Facebook has stepped up its battle against spammers who promise to deliver “likes” to its members, and warned users on using such scams.
The social network said that to date, it has obtained legal judgments of nearly $2 billion against fraudulent activities on Facebook. It was not clear how much of that was actually collected.
Many businesses buy likes to make their products or brands appear more popular.
Facebook’s moves appeared to counter concerns that users, including politicians and companies selling products, are buying “likes” to make them appear more popular.
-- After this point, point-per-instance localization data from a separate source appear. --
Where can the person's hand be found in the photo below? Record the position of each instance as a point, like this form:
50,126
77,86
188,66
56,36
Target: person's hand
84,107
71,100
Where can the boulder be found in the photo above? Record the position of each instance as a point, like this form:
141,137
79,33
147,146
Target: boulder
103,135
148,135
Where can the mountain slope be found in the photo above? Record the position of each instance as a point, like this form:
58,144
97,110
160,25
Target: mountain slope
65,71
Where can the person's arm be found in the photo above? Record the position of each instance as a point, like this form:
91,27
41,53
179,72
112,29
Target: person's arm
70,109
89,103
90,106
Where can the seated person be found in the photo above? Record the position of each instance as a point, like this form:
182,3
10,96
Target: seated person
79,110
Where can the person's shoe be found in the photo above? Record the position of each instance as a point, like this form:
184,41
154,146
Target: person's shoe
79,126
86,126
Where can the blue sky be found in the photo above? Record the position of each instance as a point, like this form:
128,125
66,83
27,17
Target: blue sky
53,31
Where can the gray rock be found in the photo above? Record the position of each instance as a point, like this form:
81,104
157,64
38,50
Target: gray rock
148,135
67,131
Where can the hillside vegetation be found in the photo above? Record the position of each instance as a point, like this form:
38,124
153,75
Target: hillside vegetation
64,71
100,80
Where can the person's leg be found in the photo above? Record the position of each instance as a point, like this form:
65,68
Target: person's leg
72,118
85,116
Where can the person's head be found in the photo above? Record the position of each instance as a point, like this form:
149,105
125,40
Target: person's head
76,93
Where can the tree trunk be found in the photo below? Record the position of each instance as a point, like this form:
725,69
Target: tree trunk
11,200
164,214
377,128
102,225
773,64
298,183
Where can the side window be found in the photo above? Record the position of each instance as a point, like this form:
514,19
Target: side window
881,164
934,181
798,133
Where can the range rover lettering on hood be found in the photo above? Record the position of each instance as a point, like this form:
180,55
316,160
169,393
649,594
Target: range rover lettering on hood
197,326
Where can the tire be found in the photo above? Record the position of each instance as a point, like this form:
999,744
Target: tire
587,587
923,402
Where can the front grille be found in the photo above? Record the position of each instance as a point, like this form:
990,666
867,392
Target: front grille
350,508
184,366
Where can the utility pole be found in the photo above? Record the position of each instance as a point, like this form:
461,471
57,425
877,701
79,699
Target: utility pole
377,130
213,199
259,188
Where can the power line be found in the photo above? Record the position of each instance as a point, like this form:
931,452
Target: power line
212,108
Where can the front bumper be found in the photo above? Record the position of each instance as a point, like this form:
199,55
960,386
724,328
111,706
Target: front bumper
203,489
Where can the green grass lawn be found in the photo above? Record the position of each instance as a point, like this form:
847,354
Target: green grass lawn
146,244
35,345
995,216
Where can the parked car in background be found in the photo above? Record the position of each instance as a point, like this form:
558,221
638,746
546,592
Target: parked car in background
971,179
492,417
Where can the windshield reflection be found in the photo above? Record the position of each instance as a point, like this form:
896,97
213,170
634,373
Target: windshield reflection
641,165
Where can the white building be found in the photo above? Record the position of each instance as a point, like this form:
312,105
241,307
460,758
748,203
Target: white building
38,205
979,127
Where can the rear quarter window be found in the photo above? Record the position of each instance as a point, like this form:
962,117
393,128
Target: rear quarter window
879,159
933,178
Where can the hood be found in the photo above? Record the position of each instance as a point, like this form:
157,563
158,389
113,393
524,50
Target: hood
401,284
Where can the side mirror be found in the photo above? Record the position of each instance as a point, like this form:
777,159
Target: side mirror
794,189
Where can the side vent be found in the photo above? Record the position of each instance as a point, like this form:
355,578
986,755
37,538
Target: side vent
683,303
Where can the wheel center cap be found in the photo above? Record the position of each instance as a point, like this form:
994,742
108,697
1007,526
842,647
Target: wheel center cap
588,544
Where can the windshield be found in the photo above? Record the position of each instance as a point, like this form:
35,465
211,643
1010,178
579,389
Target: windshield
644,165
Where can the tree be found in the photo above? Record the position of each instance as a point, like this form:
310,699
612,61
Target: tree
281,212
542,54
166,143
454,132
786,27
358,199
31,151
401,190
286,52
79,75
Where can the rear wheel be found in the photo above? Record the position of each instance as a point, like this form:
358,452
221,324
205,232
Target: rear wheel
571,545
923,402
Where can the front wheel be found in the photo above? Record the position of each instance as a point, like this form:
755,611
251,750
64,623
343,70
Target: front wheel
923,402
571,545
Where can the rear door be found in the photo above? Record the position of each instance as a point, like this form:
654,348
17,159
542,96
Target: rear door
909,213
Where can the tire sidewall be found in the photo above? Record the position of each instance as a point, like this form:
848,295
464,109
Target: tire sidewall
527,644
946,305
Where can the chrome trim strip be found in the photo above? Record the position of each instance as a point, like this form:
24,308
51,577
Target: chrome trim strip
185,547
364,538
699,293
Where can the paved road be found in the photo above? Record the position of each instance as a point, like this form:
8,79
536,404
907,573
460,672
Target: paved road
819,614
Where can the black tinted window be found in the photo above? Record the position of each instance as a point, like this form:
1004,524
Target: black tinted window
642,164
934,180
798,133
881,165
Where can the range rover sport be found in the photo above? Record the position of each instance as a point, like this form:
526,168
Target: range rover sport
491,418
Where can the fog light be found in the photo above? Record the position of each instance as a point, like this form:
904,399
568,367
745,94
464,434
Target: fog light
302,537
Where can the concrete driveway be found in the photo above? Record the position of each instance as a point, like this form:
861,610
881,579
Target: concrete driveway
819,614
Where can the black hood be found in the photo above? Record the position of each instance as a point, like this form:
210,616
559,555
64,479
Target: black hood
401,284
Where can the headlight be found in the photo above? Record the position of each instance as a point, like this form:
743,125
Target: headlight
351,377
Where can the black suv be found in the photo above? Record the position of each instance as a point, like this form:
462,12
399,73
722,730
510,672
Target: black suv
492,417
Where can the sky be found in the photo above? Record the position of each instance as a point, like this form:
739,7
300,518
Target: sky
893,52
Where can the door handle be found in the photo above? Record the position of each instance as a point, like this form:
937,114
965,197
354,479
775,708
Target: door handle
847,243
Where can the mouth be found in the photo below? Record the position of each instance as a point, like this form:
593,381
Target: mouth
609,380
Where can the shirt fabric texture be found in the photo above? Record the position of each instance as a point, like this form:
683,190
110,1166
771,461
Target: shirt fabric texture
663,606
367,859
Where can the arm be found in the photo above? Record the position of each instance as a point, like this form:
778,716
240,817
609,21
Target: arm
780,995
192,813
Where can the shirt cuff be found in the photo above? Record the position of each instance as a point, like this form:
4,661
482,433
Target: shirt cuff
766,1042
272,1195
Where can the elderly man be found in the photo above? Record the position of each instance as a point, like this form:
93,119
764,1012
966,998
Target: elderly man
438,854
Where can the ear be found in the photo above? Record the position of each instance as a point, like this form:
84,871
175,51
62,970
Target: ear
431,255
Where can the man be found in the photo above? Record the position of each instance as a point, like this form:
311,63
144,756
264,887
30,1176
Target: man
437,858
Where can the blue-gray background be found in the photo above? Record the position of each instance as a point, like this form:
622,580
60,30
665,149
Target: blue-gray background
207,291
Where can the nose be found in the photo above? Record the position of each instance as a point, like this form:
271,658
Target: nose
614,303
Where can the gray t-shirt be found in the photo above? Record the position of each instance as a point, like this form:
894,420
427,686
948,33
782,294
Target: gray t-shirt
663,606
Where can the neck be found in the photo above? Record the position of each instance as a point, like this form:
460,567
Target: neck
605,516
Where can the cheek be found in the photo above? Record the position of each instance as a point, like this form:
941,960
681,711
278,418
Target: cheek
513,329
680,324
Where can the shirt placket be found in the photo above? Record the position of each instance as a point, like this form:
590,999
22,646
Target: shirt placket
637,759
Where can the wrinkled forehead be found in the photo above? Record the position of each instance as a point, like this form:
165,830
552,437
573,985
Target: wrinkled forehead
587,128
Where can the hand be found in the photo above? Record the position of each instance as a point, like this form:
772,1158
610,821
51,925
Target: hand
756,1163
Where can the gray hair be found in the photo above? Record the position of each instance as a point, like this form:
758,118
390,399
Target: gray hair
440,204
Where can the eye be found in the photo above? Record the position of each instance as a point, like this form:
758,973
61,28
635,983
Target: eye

And it is targeting a cottage industry which seeks to deliver these results to Facebook members, often promising “10,000 likes” or more for a fee.
But Facebook said bumping up likes this way did “more harm than good”, and could mean companies “could end up doing less business” on the social network.
In a post on its security blog, Facebook said: “We have a strong incentive to aggressively get rid of fake likes because businesses and people who use our platform want real connections and results, not fakes.”
It explained: “Fake-like-pedlars tempt Page admins with offers to “buy 10,000 likes!” or other similar schemes.
“To deliver those likes, the scammers often try to create fake accounts, or in some cases, even hack into real accounts in order to use them for sending spam and acquiring more likes.
“Since these fraudulent operations are financially motivated businesses, we focus our energy on making this abuse less profitable for the spammers.”
It said as well as the legal action, these efforts included investing in sophisticated anti-spam algorithms.